Reusing threads and objects via ThreadLocal

Threads in Java are expensive – they require allocation of large blocks of memory, are tracked via descriptors which have to be created and maintained by the JVM, and require numerous system calls to register the thread with the underlying operating system. Thread pool executors help solve this problem by enabling developers to create and maintain thread pools which re-use threads as the executor responds to queued work. This thread re-use enables quicker turn around on submitted jobs to the executor without resource overuse by the system. At the end of the day, however, the computational content of the job really shapes the performance characteristics of the system. Some workloads maintain references to thread safe data structures or thread safe objects.

Other times workloads depend on objects that are not thread safe and or are expensive to construct. Building on the object pool pattern we can extend threads by augmenting them with our expensive and, or non-current objects, and pass these objects to the workloads as they step up for processing. In this scenario each thread maintains its own instance of our expensive object and ThreadLocal is what enables this passing, this reference, to happen. ThreadLocal variables act as sort of global variables limited in scope to the Thread they execute in; but aren’t passed around like other variables.

Consider the following diagram where we have many, many tasks, being submitted to an executor backed by a blocking queue and a rejection policy set to block the caller.

image

The executor acts as an orchestrator, taking jobs, managing submitted jobs in a queue, and managing all the threads or “workers” and their life cycles. Using extension and interface adherence we’re able to control some of this life cycle behavior. For example, thread construction can be configured to use a custom factory that creates custom Threads. The custom threads can be written with ThreadLocal variables initialized presumably in an expensive operation/computation that’s done once per thread, not per runnable. In this case the ThreadLocal variable is static and scoped to that single Thread and any runnable body of work at any given time.

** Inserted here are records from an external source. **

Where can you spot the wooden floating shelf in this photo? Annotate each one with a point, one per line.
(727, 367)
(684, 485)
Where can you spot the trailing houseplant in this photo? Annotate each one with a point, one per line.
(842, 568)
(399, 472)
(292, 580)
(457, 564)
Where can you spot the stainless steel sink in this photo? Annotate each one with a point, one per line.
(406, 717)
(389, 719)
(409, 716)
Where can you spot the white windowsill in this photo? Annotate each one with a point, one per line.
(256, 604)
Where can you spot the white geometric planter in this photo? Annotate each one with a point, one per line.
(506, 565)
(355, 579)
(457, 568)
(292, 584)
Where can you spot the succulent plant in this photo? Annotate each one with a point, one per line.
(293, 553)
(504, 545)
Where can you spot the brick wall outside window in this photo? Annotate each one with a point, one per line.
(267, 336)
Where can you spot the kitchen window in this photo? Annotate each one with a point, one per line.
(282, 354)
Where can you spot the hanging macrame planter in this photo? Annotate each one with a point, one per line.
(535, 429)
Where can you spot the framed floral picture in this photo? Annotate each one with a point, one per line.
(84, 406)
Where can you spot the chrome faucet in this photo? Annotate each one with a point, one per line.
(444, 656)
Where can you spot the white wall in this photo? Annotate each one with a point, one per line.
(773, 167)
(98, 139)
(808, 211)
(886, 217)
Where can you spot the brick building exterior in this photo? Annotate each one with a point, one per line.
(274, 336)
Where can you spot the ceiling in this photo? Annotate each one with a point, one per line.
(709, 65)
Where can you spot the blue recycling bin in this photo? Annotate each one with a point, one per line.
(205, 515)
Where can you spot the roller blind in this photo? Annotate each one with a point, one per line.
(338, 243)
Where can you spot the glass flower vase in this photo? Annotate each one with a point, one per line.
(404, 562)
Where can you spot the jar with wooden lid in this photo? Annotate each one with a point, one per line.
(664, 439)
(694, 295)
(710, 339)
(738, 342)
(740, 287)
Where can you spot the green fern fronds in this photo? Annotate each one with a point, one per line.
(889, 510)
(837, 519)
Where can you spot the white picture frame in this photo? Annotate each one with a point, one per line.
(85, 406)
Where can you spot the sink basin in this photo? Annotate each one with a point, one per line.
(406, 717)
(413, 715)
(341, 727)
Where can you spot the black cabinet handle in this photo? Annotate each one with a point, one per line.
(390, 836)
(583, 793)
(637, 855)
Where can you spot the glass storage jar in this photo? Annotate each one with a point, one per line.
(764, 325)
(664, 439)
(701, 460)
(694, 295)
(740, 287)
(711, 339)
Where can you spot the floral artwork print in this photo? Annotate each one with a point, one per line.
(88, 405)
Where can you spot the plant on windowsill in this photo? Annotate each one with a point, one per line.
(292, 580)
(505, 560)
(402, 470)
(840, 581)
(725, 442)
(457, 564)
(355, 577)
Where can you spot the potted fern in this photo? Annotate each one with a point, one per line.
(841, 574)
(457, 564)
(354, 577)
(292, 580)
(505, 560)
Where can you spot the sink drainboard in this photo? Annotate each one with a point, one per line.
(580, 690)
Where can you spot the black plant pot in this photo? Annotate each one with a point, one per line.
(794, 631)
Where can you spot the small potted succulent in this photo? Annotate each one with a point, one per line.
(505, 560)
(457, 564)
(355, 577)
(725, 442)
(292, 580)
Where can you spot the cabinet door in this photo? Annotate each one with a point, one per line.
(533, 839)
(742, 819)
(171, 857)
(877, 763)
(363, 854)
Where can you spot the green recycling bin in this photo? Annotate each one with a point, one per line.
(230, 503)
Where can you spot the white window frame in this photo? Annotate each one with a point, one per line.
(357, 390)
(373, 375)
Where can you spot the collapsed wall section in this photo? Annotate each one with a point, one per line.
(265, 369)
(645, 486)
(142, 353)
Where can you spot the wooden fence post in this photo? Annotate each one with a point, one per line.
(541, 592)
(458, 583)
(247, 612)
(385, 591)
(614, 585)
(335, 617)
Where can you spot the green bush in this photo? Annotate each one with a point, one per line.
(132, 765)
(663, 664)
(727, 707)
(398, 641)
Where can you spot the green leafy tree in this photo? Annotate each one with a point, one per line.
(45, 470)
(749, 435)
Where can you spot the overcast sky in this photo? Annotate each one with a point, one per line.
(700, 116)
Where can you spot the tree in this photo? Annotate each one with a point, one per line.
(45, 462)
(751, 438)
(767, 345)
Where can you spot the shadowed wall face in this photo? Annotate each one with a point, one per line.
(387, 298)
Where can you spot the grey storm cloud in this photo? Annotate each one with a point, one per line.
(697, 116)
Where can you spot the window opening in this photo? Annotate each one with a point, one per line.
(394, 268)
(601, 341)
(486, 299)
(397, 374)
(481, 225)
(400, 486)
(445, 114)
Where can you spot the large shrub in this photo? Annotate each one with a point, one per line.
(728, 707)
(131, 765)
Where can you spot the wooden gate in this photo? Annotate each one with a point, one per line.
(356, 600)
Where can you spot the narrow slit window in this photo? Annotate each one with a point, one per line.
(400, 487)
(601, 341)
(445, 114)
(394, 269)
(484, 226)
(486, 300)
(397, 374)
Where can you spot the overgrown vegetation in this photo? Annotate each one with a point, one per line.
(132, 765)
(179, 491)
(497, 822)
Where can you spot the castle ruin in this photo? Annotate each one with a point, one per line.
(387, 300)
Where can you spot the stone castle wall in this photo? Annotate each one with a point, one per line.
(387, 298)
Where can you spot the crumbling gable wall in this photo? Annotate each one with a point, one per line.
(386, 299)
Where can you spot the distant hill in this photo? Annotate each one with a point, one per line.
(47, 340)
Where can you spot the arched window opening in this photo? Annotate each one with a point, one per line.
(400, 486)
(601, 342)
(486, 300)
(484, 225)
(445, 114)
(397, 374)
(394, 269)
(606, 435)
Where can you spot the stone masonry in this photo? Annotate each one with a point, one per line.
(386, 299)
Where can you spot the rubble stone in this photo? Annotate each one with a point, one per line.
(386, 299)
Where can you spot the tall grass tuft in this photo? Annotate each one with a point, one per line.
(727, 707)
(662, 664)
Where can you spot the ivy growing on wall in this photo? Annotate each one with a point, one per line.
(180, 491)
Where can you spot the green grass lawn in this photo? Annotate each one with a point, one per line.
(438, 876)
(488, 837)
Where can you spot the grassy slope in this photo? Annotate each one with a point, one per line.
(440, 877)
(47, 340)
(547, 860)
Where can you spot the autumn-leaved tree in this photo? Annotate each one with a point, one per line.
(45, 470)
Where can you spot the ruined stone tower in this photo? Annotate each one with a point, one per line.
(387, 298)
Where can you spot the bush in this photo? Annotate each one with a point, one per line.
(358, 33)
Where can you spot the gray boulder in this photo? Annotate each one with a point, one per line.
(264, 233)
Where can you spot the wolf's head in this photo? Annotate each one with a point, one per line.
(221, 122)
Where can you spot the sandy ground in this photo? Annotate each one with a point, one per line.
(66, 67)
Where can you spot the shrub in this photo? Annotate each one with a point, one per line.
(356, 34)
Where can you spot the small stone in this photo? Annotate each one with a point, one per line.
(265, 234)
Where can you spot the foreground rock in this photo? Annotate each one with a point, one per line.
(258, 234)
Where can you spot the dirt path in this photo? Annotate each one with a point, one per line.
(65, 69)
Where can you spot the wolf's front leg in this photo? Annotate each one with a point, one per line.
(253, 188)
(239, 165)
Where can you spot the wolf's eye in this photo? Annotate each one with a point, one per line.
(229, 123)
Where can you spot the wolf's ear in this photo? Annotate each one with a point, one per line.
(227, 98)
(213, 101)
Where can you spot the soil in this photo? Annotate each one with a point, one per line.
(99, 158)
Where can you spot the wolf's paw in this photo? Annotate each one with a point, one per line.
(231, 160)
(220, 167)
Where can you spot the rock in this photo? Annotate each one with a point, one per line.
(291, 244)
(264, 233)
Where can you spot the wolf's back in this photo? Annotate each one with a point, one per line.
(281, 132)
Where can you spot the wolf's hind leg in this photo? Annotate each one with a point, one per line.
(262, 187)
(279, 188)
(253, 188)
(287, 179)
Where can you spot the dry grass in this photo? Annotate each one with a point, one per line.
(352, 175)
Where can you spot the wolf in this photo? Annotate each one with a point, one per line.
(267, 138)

The following code illustrates the aforementioned concepts:

import java.util.concurrent.CountDownLatch
import java.util.concurrent.ThreadPoolExecutor
import java.util.concurrent.TimeUnit
import java.util.concurrent.LinkedBlockingQueue
import java.util.concurrent.ThreadFactory
import java.util.Random
import java.lang.ThreadLocal

def loops = 10

class ExpensiveToConstructObject {
  ExpensiveToConstructObject() {
    def sleepTime = new Random().nextInt(1_000) as Long
    sleep(sleepTime)
    println "${Thread.currentThread().name} construction complete in ${sleepTime} ms"
  }
  void doThing() {
    println "${Thread.currentThread().name} running doThing()"
  }
}

class ReusableThread extends Thread {
  static def expensiveObject = ThreadLocal.withInitial({
    new ExpensiveToConstructObject()         // construct the expensive object
  })
  ReusableThread(Runnable runnable) {
    super(runnable)
  }
  void run() {
    super.run()
  }
}

class ReusableThreadFactory implements ThreadFactory {
  Thread newThread(Runnable runnable) {
    println "New thread requested..."
    new ReusableThread(runnable)
  }
}

def executor = new ThreadPoolExecutor(
  1,                                          // starting number of threads
  2,                                          // max number of threads
  5,                                          // wait time value
  TimeUnit.SECONDS,                           // wait time unit
  new LinkedBlockingQueue(5),                 // queue implementation and size
  new ReusableThreadFactory(),                // uses our thread factory ^^^
  new ThreadPoolExecutor.CallerRunsPolicy())  // blocks the caller if the queue blocks

def latch = new CountDownLatch(loops)

println "submitting jobs..."

loops.times {
  executor.submit {
		latch.countDown()
    def expensiveObject = ReusableThread.expensiveObject.get()
    expensiveObject.doThing() // do thing with an expensive object
  }
}

latch.await()
executor.shutdown()

First defined is the class ExpensiveToConstructObject which, you guessed it, is expensive to construct. In this case its variable cost is based on a random value from 0 to 1,000 milliseconds (a second). Next is the custom ReusableThread object with a static reference to a ThreadLocal variable of type ExpensiveToConstructObject, initialized, where we incur penalty. The penalty in this case is explicit but it could be in terms of resources (connections, etc…). Then we have our custom ReusableThreadFactory which is responsible for generating instance of ReusableThread when instructed to by our ExecutorService. Additionally, the ExecutorService is configured to start with 1 thread, scale to 2, keep threads around up until 5 seconds of idle time, backed by a LinkedBlockingQueue of max size 5.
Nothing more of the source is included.